The updated data showed that 56% of all MGL-3196 patients had a two-point or greater improvement on in NAFLD activity score (NAS), compared to 32% of placebo patients, and that 27% of patients had NASH resolution as determined by biopsy, compared to 6% for the placebo group. Additionally, 50% of patients with NASH resolution also had fibrosis resolved.

MGL-3196's data was good enough for management to suggest a "high likelihood" of success in a longer phase 3 trial enrolling more people.
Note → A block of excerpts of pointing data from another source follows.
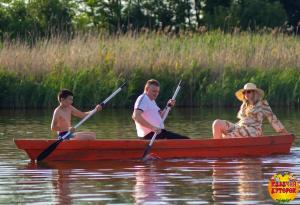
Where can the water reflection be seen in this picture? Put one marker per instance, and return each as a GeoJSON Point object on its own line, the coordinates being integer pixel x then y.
{"type": "Point", "coordinates": [186, 181]}
{"type": "Point", "coordinates": [243, 177]}
{"type": "Point", "coordinates": [207, 181]}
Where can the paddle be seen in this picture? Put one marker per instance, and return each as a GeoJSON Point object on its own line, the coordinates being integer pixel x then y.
{"type": "Point", "coordinates": [53, 146]}
{"type": "Point", "coordinates": [148, 148]}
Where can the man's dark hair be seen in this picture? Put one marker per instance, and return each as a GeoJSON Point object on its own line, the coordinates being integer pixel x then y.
{"type": "Point", "coordinates": [63, 94]}
{"type": "Point", "coordinates": [152, 82]}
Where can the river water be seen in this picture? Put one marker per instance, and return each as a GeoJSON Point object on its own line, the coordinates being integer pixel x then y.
{"type": "Point", "coordinates": [188, 181]}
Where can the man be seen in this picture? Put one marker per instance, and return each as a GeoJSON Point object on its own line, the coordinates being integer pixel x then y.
{"type": "Point", "coordinates": [61, 121]}
{"type": "Point", "coordinates": [148, 116]}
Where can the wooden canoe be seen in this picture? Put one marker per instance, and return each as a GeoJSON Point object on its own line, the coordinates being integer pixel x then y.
{"type": "Point", "coordinates": [133, 148]}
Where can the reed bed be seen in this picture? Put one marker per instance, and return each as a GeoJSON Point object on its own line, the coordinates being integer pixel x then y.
{"type": "Point", "coordinates": [212, 64]}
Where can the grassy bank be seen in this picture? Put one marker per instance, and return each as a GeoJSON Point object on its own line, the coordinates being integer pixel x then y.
{"type": "Point", "coordinates": [213, 65]}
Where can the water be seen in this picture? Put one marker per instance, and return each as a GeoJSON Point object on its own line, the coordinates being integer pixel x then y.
{"type": "Point", "coordinates": [189, 181]}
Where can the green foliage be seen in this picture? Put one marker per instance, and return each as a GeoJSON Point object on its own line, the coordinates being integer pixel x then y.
{"type": "Point", "coordinates": [201, 87]}
{"type": "Point", "coordinates": [43, 18]}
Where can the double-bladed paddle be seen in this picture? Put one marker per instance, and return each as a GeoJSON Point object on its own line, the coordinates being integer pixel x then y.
{"type": "Point", "coordinates": [148, 148]}
{"type": "Point", "coordinates": [53, 146]}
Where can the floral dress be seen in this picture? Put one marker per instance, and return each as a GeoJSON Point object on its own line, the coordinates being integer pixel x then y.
{"type": "Point", "coordinates": [250, 124]}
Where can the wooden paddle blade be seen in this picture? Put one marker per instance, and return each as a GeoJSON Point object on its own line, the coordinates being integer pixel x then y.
{"type": "Point", "coordinates": [146, 152]}
{"type": "Point", "coordinates": [49, 150]}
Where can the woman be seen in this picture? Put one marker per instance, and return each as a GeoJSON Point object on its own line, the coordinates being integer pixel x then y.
{"type": "Point", "coordinates": [252, 112]}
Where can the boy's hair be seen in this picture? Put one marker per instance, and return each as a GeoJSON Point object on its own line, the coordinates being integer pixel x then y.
{"type": "Point", "coordinates": [152, 82]}
{"type": "Point", "coordinates": [63, 94]}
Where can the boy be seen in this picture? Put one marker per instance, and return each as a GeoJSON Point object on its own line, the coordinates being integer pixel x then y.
{"type": "Point", "coordinates": [61, 121]}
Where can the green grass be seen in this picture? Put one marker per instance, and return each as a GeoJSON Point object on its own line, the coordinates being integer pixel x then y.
{"type": "Point", "coordinates": [212, 65]}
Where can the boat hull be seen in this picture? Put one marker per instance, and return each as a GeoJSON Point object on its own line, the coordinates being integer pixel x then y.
{"type": "Point", "coordinates": [133, 149]}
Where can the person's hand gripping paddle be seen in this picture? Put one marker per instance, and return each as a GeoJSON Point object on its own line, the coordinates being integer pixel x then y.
{"type": "Point", "coordinates": [148, 148]}
{"type": "Point", "coordinates": [53, 146]}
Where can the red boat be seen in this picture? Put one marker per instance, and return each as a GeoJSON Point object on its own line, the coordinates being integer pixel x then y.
{"type": "Point", "coordinates": [134, 148]}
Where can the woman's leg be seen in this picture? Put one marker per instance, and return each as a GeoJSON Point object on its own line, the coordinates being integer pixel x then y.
{"type": "Point", "coordinates": [219, 127]}
{"type": "Point", "coordinates": [84, 136]}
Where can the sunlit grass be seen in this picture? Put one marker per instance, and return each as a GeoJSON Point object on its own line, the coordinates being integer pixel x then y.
{"type": "Point", "coordinates": [212, 64]}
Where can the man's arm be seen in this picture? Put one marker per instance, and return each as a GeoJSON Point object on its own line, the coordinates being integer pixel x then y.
{"type": "Point", "coordinates": [78, 113]}
{"type": "Point", "coordinates": [170, 103]}
{"type": "Point", "coordinates": [54, 126]}
{"type": "Point", "coordinates": [137, 116]}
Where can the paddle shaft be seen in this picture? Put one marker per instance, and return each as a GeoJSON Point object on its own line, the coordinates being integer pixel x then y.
{"type": "Point", "coordinates": [53, 146]}
{"type": "Point", "coordinates": [94, 110]}
{"type": "Point", "coordinates": [163, 119]}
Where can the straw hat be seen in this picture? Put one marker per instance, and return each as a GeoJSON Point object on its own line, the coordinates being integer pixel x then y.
{"type": "Point", "coordinates": [249, 86]}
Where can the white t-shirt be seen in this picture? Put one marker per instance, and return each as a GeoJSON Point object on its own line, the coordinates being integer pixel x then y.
{"type": "Point", "coordinates": [150, 114]}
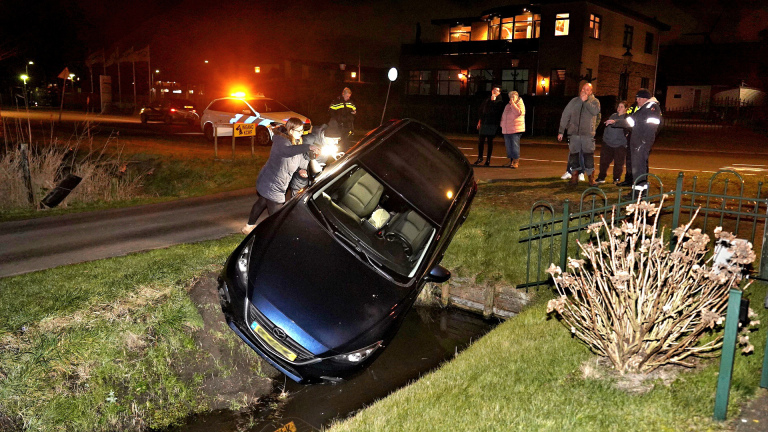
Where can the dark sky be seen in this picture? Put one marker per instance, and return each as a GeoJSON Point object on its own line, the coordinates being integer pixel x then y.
{"type": "Point", "coordinates": [183, 33]}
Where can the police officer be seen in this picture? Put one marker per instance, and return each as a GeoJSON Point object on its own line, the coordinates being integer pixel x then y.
{"type": "Point", "coordinates": [342, 112]}
{"type": "Point", "coordinates": [644, 123]}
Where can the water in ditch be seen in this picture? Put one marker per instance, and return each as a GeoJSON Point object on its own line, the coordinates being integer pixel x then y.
{"type": "Point", "coordinates": [427, 338]}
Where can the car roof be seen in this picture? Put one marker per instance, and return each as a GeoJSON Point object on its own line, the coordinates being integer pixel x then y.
{"type": "Point", "coordinates": [420, 164]}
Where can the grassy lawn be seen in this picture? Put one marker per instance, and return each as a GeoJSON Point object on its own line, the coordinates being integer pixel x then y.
{"type": "Point", "coordinates": [97, 346]}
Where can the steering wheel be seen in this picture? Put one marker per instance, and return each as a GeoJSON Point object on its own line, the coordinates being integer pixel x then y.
{"type": "Point", "coordinates": [394, 235]}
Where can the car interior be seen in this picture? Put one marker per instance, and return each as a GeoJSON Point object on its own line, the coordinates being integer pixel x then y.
{"type": "Point", "coordinates": [362, 207]}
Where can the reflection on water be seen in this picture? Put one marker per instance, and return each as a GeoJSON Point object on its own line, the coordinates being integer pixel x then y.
{"type": "Point", "coordinates": [427, 338]}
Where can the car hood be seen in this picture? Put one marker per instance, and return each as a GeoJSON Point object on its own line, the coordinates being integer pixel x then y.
{"type": "Point", "coordinates": [306, 282]}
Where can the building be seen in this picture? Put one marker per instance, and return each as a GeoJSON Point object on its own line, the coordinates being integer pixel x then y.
{"type": "Point", "coordinates": [543, 49]}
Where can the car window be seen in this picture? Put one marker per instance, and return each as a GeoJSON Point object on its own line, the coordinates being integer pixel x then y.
{"type": "Point", "coordinates": [390, 233]}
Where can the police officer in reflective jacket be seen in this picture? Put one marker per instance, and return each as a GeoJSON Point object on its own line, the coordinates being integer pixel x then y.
{"type": "Point", "coordinates": [342, 112]}
{"type": "Point", "coordinates": [644, 123]}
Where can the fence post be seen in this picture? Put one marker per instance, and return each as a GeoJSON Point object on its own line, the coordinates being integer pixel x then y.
{"type": "Point", "coordinates": [564, 234]}
{"type": "Point", "coordinates": [676, 210]}
{"type": "Point", "coordinates": [727, 355]}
Management also said it thinks there's a "potential to resolve NASH in as little as 9 months in 30% to 40% of patients."

Naturally, that kind of efficacy will need to be confirmed in phase 3, but it appears MGL-3196 puts Madrigal in a position to compete against others that are advancing NASH therapies to the Food and Drug Administration, including Gilead Sciences (NASDAQ:GILD) and Intercept (NASDAQ:ICPT).

Like Arrowhead and Endocyte, the optimism surrounding Madrigal is tied to clinical-stage progress. Unfortunately, none of these companies are rallying based on late-stage phase 3 results that could secure an FDA OK. That fact means these companies could drop as quickly as they popped if their future trials fall short. Historically, 90% of drugs that enter clinical trials fail to make it to market, and the probability of success in phase 3 is just 58.1%, based on an analysis by BIO. Given those odds, these stocks might only be suitable for aggressive investors who can withstand a setback.

Editor's note: A previous version of this article mistakenly referred to hemophilia instead of hepatitis B. The Fool regrets the error.